Cache the question, not just the bytes
Your embedding API answers the same query a thousand times a day. Three caches cut LLM cost and latency — and one of them can hand back a confidently wrong answer.
The dashboard didn’t look alarming at first. Just a tidy table of API calls, timestamped, grouped by endpoint. But when the team on the observability side sorted by frequency instead of time, something ugly came into focus: the top fifty queries to their embedding service were identical strings, repeating in thousand-round cycles across the day. “What are your business hours?” “How do I reset my password?” “Where is my order?” The same ten questions, over and over, each one triggering a paid round-trip to the embedding API, each one returning the exact same 1,536-dimensional float array it returned the time before — and the time before that. Nothing was being learned. Nothing was changing. Money was simply leaving the account.
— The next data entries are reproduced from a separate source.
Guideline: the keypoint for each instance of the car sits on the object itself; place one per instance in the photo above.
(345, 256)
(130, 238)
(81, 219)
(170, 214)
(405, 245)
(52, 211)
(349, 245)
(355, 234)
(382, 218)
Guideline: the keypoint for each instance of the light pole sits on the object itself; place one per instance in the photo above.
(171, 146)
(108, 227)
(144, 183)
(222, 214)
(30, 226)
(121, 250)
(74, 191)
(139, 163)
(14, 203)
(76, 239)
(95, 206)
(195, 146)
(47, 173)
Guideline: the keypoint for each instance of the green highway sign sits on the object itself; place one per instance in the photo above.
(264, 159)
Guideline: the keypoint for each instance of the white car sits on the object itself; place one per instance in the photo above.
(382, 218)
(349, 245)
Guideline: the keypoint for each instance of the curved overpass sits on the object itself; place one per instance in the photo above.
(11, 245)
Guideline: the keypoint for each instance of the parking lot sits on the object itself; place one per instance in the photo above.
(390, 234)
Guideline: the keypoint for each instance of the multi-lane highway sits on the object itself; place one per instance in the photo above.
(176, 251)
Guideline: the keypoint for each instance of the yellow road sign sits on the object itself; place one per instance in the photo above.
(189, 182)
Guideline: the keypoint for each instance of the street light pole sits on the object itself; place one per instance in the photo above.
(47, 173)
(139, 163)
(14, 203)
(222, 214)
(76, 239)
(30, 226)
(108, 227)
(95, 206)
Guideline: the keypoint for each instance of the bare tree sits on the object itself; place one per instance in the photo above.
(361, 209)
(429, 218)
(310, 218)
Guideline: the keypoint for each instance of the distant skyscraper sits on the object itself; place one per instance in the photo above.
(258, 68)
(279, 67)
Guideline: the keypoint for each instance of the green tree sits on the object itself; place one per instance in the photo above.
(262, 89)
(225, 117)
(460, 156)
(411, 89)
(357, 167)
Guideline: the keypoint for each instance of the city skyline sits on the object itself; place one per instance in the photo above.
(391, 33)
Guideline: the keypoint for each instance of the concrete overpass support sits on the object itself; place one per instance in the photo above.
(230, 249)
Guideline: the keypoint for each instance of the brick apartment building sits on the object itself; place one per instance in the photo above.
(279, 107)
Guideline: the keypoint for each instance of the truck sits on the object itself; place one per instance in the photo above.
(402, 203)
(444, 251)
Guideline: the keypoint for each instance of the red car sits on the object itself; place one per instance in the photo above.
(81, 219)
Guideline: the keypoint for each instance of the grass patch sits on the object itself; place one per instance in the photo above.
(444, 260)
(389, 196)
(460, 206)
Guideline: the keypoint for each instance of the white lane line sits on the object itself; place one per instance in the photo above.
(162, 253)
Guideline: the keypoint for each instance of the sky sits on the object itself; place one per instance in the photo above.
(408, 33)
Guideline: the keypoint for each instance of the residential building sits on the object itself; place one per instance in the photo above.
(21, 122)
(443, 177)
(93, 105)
That’s where most teams discover they have a caching problem. Not in architecture review, not in a post-mortem. In a billing alert.
Cache One: Exact Match
The most underappreciated fact about embedding models is that they are deterministic for a fixed input and model version. Feed the same text into text-embedding-3-small today and tomorrow, and you get back bit-identical output. There is no temperature, no sampling, no stochastic component. The model is a pure function.
That makes exact-match caching almost embarrassingly easy. Hash the concatenation of the input text and the model identifier — something like SHA256(model_id + "|" + text) — store the resulting vector in Redis with that hash as the key, and serve it on the next identical request without ever touching the API. Hit rate alone determines ROI. For the support-bot case above, a hit rate above 80% is common within the first week of production traffic; repeated navigational queries dominate real usage.
The same logic applies to LLM completions when the prompt is fully deterministic — temperature zero, no sampling, no injected randomness. If you’re running classification pipelines, intent detection, or routing layers where the prompt template is fixed and the user input is bounded, you can cache the entire response. The key is that your cache entry is only as fresh as your prompt template: the moment you touch the template, the old cache entries are stale. We’ll come back to that.
Cache Two: Semantic Match
Real users don’t type the same string twice. They paraphrase, abbreviate, add typos, use synonyms. “Reset my password” and “how do I change my password?” and “forgot password help” are semantically equivalent — any of them should route to the same cached answer. Exact hashing misses all of them.
Semantic caching handles this by embedding the incoming query, then doing a nearest-neighbor lookup against the set of already-cached queries. If the top hit has a cosine similarity above some threshold, you return the stored answer for that cached query instead of generating a new one. The incoming query gets added to the cache regardless, so the index grows organically.
The diagram below sketches both flows side by side:
Semantic caching is seductive because it surfaces a genuinely higher hit rate. The trap is the threshold.
The correction isn’t subtle: keep the threshold conservative. In practice, cosine > 0.95 is a reasonable starting point for short factual queries. Domain scoping matters too — a cache built on product documentation queries shouldn’t serve hits to billing queries even if the sentences happen to be similar. Namespace your cache by domain, and scope semantic similarity checks within that namespace. If your product serves multiple customers, scope caches by tenant, not by query alone.
Cache Three: Provider-Side Prompt Caching
The first two caches live in your infrastructure. This one lives in the provider’s inference cluster, and the mechanics are different enough to deserve separate treatment.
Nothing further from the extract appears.